I am currently reading Zen and the Art of Motorcycle Maintenance. It’s an interesting book, one I thought might have a more abstract or spiritual tone but so far it’s quite literally describing a man’s journey across the country on his motorcycle, identifying all the issues with the actual engine. It’s funny how the author allows you to draw your own conclusions about what he is trying to convey.

I think for the first time something really clicked for me about the difference between a car ride and a motorcycle trip. A car ride is all about the destination, even in the car you are a passenger watching everything sort of like a movie, everything is passive. It’s about taking the freeways and highways – the fastest route.
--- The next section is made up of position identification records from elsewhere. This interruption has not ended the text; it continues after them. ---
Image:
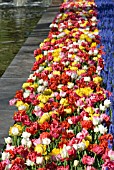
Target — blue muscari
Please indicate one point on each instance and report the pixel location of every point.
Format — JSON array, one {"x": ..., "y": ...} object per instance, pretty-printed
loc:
[{"x": 106, "y": 16}]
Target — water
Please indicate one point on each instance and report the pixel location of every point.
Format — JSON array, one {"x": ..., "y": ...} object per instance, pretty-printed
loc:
[{"x": 16, "y": 25}]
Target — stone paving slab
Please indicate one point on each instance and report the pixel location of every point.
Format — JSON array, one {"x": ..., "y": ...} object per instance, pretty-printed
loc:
[{"x": 19, "y": 70}]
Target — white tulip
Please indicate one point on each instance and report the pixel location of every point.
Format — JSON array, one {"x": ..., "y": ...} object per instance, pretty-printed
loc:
[
  {"x": 5, "y": 155},
  {"x": 87, "y": 79},
  {"x": 96, "y": 120},
  {"x": 70, "y": 121},
  {"x": 96, "y": 129},
  {"x": 102, "y": 108},
  {"x": 29, "y": 162},
  {"x": 15, "y": 131},
  {"x": 26, "y": 94},
  {"x": 76, "y": 162},
  {"x": 41, "y": 68},
  {"x": 102, "y": 129},
  {"x": 8, "y": 140},
  {"x": 75, "y": 146},
  {"x": 40, "y": 89},
  {"x": 63, "y": 152},
  {"x": 22, "y": 107},
  {"x": 26, "y": 135},
  {"x": 45, "y": 83},
  {"x": 95, "y": 52},
  {"x": 45, "y": 52},
  {"x": 29, "y": 144},
  {"x": 8, "y": 166},
  {"x": 39, "y": 160}
]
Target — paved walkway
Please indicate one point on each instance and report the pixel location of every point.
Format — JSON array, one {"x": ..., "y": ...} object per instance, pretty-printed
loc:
[{"x": 19, "y": 69}]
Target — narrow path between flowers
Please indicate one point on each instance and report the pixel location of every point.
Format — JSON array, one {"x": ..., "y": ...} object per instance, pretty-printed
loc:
[{"x": 64, "y": 117}]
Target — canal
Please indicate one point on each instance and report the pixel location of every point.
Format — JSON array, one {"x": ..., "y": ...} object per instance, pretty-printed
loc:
[{"x": 16, "y": 24}]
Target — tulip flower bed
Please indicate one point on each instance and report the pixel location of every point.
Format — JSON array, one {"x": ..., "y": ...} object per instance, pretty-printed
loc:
[{"x": 61, "y": 122}]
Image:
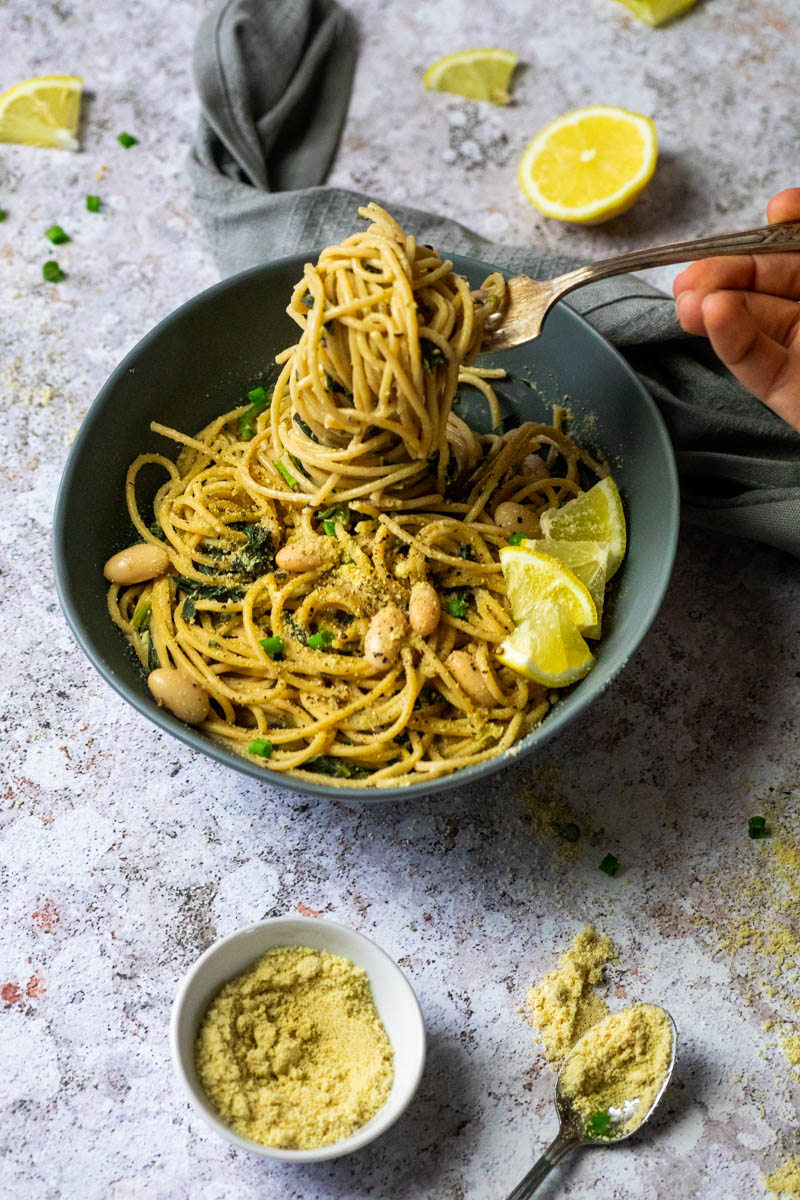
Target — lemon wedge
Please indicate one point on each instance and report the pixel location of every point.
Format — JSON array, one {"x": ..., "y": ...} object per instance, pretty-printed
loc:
[
  {"x": 657, "y": 12},
  {"x": 477, "y": 75},
  {"x": 42, "y": 112},
  {"x": 549, "y": 649},
  {"x": 535, "y": 581},
  {"x": 589, "y": 562},
  {"x": 596, "y": 515},
  {"x": 590, "y": 165}
]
Whereas, a motorcycle is all about being part of the scenery, taking the quieter scenic roads, it’s less about where your destination actually is but rather the journey of getting there.

I am finding that by trying to rush through some really critical parts of my growth I’ve been somehow missing the point. I am beginning to see why it’s important to find serenity rather than judgment in my shortcomings. That it can be easier to perceive strength as weakness, and that certain situations in life continually arise not merely out of coincidence but because of some larger lesson at hand. That until they can be faced with a fearless honesty it will continually repeat itself. And ultimately, somewhere down the line do me a large disservice.

I know that it’s something about trust, following my conscience and being ok with being misunderstood, disliked or doubted.

Life lessons are really hard to learn. Sometimes I wish they weren't so difficult but then again I think it's only a reminder that life isn't something to be taken so lightly all the time. It's a really precious thing, something to be shared with special people.